#SPFBO Book Review: Transition by Olivia Rising
After selecting our shortlist, the Bibliosanctum team is taking a closer look at our potential finalists. We are busy reading the six books left on our original list of thirty and then each of us will review two of them. Stay tuned for our follow-up discussion on all of our picks to see who we choose to go on to the next round!
Genre: Superheroes, Urban Fantasy
Series: Anathema #1
Publisher: Olivia Rising (May 7, 2016)
Length: 400 pages
Author Information: Website
Transition revolves around two girls–Christina Chung, an outcast, and Sarina Baumann, a recovering drug addict–who gain powers during an event called The Pulse. During that even, the Earth’s electromagnetic field shifted briefly causing a worldwide blackout while wiping out one minute of everyone’s memory. As a result of this event, some people developed powers beyond their wildest dreams.Sabrina and Christina find their lives becoming considerably more complicated when the rogue hero Radiant enters their lives.
I’m a huge superhero fan. I love superhero themed comics, movies, shows, whatever. I’ll consume superhero stories in whatever format I can get my hands on. I love superhero origins stories, people discovering their true potential to become heroes (or villains), and their path to greatness (or infamy). I enjoyed the origin story that Rising is telling with Christina and Sabina. I preferred Christina’s story over Sarina’s. Christina just seemed the more compelling of the two, but both characters add an interesting angle to the story. While the story itself is familiar since many hero stories start with some type of huge event that gives ordinary people powers, Rising’s storytelling and worldbuilding was excellent. You can tell that she put plenty of thought into this story.

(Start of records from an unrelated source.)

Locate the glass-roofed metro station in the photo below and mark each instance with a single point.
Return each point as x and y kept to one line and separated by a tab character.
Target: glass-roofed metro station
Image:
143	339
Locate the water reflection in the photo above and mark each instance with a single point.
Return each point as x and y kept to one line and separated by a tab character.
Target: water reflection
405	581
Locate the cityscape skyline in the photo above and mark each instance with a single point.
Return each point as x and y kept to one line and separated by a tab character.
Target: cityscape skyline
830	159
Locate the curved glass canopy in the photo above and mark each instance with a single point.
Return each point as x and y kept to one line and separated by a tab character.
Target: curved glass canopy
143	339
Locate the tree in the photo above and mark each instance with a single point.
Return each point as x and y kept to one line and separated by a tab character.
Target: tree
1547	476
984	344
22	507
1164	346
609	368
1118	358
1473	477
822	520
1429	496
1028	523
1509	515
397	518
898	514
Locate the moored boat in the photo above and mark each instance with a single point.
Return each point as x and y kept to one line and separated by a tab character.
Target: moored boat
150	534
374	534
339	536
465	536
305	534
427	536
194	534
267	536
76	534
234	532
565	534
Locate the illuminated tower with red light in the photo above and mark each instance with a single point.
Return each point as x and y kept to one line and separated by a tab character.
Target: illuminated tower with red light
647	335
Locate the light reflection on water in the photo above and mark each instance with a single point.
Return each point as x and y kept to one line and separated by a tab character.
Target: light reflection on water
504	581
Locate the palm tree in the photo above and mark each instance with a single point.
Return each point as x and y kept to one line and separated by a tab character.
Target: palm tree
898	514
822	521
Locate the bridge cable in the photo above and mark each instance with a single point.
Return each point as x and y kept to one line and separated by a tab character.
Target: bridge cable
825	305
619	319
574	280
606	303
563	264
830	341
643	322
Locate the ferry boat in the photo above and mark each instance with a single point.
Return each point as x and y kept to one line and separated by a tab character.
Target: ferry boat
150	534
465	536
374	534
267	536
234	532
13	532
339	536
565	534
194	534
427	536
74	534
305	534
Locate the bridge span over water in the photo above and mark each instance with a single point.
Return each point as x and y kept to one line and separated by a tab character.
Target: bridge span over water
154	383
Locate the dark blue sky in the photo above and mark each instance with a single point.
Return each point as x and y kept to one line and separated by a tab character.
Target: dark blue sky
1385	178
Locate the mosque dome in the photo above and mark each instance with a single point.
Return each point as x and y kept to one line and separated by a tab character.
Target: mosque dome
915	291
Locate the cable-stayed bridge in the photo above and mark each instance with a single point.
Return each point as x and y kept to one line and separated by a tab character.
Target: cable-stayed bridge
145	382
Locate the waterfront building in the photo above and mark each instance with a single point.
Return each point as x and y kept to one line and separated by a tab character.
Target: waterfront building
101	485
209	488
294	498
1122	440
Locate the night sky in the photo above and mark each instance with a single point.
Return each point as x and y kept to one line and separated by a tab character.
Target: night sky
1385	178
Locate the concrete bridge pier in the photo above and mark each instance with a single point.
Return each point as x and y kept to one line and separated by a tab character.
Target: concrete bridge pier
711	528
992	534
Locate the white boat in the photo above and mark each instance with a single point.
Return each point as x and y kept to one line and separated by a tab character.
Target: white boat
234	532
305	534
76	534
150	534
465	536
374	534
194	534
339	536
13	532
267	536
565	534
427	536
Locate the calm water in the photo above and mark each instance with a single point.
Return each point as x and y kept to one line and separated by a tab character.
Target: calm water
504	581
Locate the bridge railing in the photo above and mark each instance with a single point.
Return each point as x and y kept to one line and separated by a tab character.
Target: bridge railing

Let’s talk about a few not so great things about this book. I liked this, but it is very much a New Adult story, which may be a bit of a turn-off for some readers. It does fall into some of the Young Adult/New Adult trappings that can make adult readers roll their eyes such as Christina’s whole preferring guy friends to girl friends because girls are petty. However, she seems to be just as petty as the girls she dislikes so much. The story could’ve been knit together a bit better than it was. Some sections of this story just seem to go on a tangent that didn’t feel like it connected to the rest of the story. Parts of this story could also feel a little slow and may tempt readers to skip a few pages until they get to the good stuff.
I think this is a good starting point for the story that she wants to tell. It’s more of a slow burn as you learn about the characters, their powers, and this world they’re in. Despite some hiccups with the narrative, Rising has created a world that might be worth following into another book.